On Denise Levertov's Introduction to Russell Edson's The Very Thing That Happens
by Ken Sparling

I want to review Denise Levertov's introduction to Russell Edson's book, The Very Thing That Happens: Fables and Drawings [New Directions, 1964]. Not because I love the introduction, or because I think the introduction should be reviewed, or because I think introductions should, as a general rule, be reviewed. Not because I want to start a trend, or be the first, or only ever idiot to review an introduction. No, I want to review this introduction because I have no idea how to review the book itself.
In fact, to review the book, it seems to me, would defeat what Edson has given me. In fact, it makes more sense to review the introduction than it does to review Edson, if you're with me when I say that a review and an introduction seem to have the same intentions and that these intentions seem to be at odds with the intentions of Edson's poems.
Or, you might say it makes as little sense to review the poems as it does to introduce them. It makes no sense at all to read the introduction or to review the book, if you plan to read the poems themselves. You can either read the poems, or you can read the introduction. But if you read and value the introduction (or a review) you can only hope to be rescued by reading the poems. And if, by reading the introduction, you intentionally put yourself in a position to need rescuing, knowing that you will then be rescued by Edson, how is that really putting yourself in a position to need rescuing. If you know all along you will be rescued, you never really feel the fear of one who is suddenly, unexpectedly rescued. You are only playing around.
Levertov says, "Edson's mode is detached, oblique, austere." I can't argue. Levertov is right. But Edson has already been detached, oblique, austere by the time Levertov says that's what he's been.
Edson has been. Levertov comes along and makes him be again. Only she makes him be in a strange and questionable manner that I suddenly can't quite see.

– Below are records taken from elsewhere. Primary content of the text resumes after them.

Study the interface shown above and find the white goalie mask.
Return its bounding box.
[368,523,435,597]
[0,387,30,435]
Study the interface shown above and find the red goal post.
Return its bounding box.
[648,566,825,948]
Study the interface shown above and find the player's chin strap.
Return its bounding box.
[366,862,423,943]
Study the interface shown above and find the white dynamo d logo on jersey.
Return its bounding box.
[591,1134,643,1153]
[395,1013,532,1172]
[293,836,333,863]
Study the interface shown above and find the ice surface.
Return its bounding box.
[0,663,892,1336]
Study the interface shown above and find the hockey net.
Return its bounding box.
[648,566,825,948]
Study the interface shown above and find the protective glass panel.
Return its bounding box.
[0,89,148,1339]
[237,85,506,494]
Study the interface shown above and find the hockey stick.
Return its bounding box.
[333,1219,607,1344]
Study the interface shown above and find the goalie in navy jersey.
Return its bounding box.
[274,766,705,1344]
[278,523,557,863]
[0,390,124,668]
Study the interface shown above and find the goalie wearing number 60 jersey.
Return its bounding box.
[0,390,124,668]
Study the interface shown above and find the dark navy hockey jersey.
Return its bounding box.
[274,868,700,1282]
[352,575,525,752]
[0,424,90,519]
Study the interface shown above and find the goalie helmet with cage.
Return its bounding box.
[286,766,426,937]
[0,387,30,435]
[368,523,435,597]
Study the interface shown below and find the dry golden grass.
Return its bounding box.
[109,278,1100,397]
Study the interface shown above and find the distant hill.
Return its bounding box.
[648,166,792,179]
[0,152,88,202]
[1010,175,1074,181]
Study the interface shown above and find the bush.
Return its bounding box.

Levertov goes on to say of Edson, "He is able to pass without loss of grace from the hilarious to a kind of dark gothic beauty, and sometimes to a tenderness that reveals him as no cruel puppetmaster but the anguished beholder of inexplicable cruelties." This is just another example of things Levertov says, because everything Levertov says is like this. But if you really want to pass into the world Levertov creates in her introduction, you'd have to read the whole introduction. Although you could just read the two sentences I provide over and over a hundred or so times and probably accomplish the same thing.
Edson does something. Then Levertov does something to that something that Edson did. In a sense, Levertov does nothing. She is only redoing what Edson already did. Except Levertov does it in a way that brings Edson into a kind of being that it sure seems like his poems are trying to destroy. Edson becomes in his poems by not becoming in the manner Levertov brings Edson into becoming.
Or else, Edson is nothing and Levertov is everything. If Edson is nothing, it has to be because of our idea of something. If the manner in which Levertov introduces Edson is something we value, then Edson is nothing we value. On the other hand, if Edson's manner of becoming in his poems is something we value, then Levertov is nothing of value.
If Edson becomes through poems that are set on devaluing introductions, does it serve his work to set an introduction directly ahead of his poems? Does it make sense to set up the poems by sampling, prior to the poems, what the poems set out to devalue?
If it does make sense, then reviewing the work makes sense to the extent that reviewing the work organizes the world in a way that should send the lover of Edson's poems rushing off to read Edson as a way of escaping the world according to reviews (and introductions). So run now. Run and read Edson.